Rather than shut the plant down and lay off the
workers, a decision was made to use the expertise at the factory and
shift it's production from luggage to nuclear weapons. The plant was
transferred from the Durable Consumer Goods Making Ministry to the
Medium Machine Building Ministry and an ambitious new production plan
was implemented. The conversion was not
without its problems however. Engineers and designers accustomed to
producing travel bags and hat cases were now responsible for hydrogen
bomb assembly and neutron detonator development. Due to the rushed
production schedule of the cold war there were a number of unfortunate
mishaps, such as the one which took place on October 17, 1963 with an
RDS-6s Hydrogen Bomb. The RDS-6s used a
U-235 fissile core surrounded by alternating layers of fusion fuel
(lithium-6 deuteride spiked with tritium), and fusion tamper (natural
uranium) inside a high explosive implosion system. The inner core was
based on a design reversed engineered from an American Tourister
Travelodger-III dresser trunk. The small U-235 fission bomb, assembled
inside a leatherette hatbox was to act as the trigger (about 40 kt). The
fuse was based on a standard combination lock. However the case's hinges
were not properly designed to restrain the device's weight and popped
open unintentionally when it was moved to a different part of the plant.

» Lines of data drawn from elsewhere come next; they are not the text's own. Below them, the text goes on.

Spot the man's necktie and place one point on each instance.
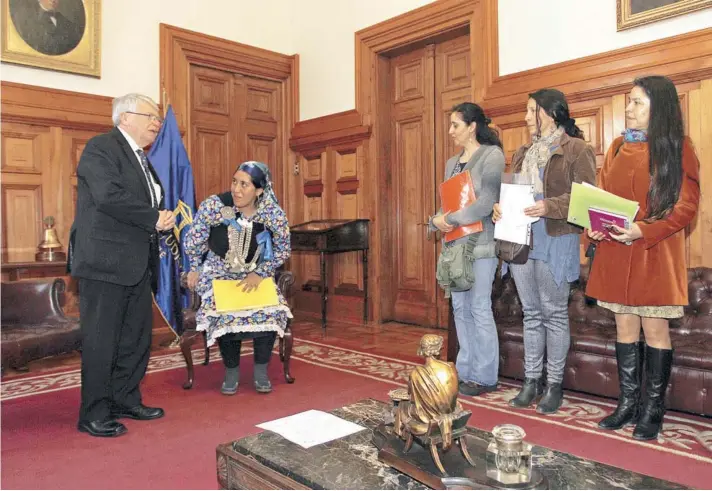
(144, 163)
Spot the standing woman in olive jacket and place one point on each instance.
(641, 274)
(555, 159)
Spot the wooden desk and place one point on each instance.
(269, 461)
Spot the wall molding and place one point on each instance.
(31, 104)
(316, 134)
(683, 58)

It exploded and vaporized everything within a 40 mile radius. Moscow's
official explanation for the disaster was that a bird had landed on a
power line.
In 1987 the Kaboomsk Plant was officially
transferred to the Uflark SSR Medium to Heavy Industrial Enterprises
Ministry. It began the long process of conversion back to civilian
production of suitcases without atomic bombs. Although this might seem
to be a simple process, it was in fact quite complicated and a few small
production errors have delayed the plant's full re-opening. Problems
have included minor issues with the quality of fit and finish and
several regrettable, but rare incidents where leftover nuclear devices
detonated in retail stores.
Kaboomsk is also involved in the forefront of
Uflarkistan's pioneering efforts to curb the spread of nuclear weapons
to the Third World countries, particularly those in Central Asia and
Europe. In 2005, the Kaboomsk plant, in cooperation with, and funded by
the United States Government, initiated a recall of over 70,000 suitcase
nuclear weapons built between 1962 and 1986 using a database created
from warranty registration cards. Thanks to the excellent
record keeping of the Kaboomsk workers over 99% of the weapons were
found and returned to the plant for disassembly and disarming. The
remaining 300 or so suitcase bombs are presumed to be either misplaced,
discarded or sold on eBay and no longer covered under any warranty.